Headhunters, whom Business Standard spoke to, said companies have sent out feelers to eligible candidates seeking their interest to join their companies, as and when it takes shape. R Suresh, MD-India, Stanton Chase International, is busy with two new NBFC clients, one from Chennai and the other from Mumbai, to meet their need of C-level executives. "We are working with two large companies which expect to get a banking license. One of them is setting up certain additional functions also. We are involved in the recruitments."

According to Viren H Mehta, director, Ernst & Young, top priority for the NBFCs is to zero in on people who could be part of the top management team. Along with chief executive officer, risk management, operations and treasury, there are other key appointments which would merit attention. "The profile of the leadership team is the most important aspect as it would carry a lot of weight in the Reserve Bank of India's assessment of the company's capability to run the new entity," says Mehta.

For Uday Sodhi, chief executive officer of headhonchos.com, selections at the top and senior management level, will be a long process of evaluation and could take over six months. "Many companies and groups which are interested in setting up banks have approached us. Now they would access our vast and rich data-base on banking sector professionals. Then, they will interact with bankers."

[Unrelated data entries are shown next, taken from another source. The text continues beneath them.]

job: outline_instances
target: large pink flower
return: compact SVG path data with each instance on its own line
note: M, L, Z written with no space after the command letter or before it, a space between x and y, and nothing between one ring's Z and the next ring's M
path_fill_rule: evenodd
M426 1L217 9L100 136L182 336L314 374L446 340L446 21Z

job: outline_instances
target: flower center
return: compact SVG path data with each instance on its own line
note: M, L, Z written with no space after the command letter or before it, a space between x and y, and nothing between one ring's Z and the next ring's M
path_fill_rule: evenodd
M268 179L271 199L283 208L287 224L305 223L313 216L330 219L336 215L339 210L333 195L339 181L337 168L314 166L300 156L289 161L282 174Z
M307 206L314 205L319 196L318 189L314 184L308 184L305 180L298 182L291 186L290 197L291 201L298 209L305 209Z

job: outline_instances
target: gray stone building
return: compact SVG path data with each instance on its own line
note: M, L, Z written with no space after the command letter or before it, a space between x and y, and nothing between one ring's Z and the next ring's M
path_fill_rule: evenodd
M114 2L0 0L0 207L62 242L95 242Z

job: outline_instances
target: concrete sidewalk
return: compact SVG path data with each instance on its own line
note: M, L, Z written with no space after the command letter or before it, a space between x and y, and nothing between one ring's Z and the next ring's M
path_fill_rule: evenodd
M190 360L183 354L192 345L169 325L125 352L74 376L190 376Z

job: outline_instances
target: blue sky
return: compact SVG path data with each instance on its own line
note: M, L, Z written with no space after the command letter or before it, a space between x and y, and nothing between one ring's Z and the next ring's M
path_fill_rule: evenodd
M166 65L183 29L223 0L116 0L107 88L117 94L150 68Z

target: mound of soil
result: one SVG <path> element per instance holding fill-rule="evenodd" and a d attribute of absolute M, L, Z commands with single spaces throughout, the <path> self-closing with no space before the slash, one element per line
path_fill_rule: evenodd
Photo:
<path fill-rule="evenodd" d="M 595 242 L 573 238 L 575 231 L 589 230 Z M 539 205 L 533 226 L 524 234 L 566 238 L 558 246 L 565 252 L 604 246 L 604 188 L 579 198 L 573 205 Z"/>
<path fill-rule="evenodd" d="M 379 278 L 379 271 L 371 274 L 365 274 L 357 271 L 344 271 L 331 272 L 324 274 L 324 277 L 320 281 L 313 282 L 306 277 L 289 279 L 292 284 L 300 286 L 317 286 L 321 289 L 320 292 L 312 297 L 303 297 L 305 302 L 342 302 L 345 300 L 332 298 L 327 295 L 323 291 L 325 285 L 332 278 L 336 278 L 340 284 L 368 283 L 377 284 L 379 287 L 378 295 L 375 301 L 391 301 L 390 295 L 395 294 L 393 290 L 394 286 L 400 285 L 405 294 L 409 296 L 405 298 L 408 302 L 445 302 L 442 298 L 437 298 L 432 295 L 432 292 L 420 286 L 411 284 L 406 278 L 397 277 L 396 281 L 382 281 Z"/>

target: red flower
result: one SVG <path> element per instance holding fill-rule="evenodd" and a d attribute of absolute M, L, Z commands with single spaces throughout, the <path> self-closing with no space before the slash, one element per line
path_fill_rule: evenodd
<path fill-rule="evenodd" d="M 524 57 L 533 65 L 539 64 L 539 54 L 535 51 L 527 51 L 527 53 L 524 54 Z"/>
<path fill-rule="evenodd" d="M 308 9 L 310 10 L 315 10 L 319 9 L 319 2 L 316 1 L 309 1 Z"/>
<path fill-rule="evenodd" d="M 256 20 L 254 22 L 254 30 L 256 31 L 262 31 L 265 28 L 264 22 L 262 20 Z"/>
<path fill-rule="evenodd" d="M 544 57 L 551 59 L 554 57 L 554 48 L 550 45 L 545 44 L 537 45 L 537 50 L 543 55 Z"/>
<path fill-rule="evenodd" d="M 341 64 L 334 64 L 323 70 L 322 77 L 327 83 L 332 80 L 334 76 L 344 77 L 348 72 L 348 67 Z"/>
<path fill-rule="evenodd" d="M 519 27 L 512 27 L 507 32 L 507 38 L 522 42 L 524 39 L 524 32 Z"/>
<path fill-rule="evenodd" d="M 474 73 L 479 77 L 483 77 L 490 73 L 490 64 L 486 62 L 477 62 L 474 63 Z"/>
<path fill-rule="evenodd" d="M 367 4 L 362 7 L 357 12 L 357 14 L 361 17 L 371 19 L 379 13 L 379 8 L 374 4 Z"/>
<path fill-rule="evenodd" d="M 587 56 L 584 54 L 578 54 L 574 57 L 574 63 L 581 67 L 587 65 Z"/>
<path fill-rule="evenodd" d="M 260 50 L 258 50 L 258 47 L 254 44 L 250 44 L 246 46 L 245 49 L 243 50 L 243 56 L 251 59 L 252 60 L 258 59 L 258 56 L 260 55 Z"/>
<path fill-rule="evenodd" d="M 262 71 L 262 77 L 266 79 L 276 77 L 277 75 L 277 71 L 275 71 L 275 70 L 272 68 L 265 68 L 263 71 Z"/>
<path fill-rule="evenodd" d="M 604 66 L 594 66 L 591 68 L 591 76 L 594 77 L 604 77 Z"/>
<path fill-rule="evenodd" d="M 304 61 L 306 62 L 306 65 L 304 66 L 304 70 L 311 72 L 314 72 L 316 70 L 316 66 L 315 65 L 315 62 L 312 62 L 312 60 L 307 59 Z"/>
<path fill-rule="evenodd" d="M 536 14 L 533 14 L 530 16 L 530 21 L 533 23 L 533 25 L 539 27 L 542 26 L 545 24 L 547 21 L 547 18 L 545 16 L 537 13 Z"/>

The demand for covering unbanked areas and bringing them under financial inclusion, will help those companies with rural banking experience. Those with experience of setting-up operations or businesses will also be sought after. However, headhunters say there was no dearth of talent in the market which may severely impact dynamics. Advent of new banks will create new openings and people will get a chance to showcase their capabilities. Entry of new banks may also impact compensations, albeit at some point in future.

"Those looking for people will have to structure innovative packages. Those at the receiving end (read banks or financial entities that become target for talent search) will have to employ defensive strategies, including an improvement in pay packages to retain talent," says Sodhi.

"Existing banks, especially foreign and private ones, would take a cue from the emerging competition. This may push compensation packages and rewards for professionals in key functions. The real change would happen once they start feeling the heat. The war to retain and woo talent is not going to be easy," says Mehta.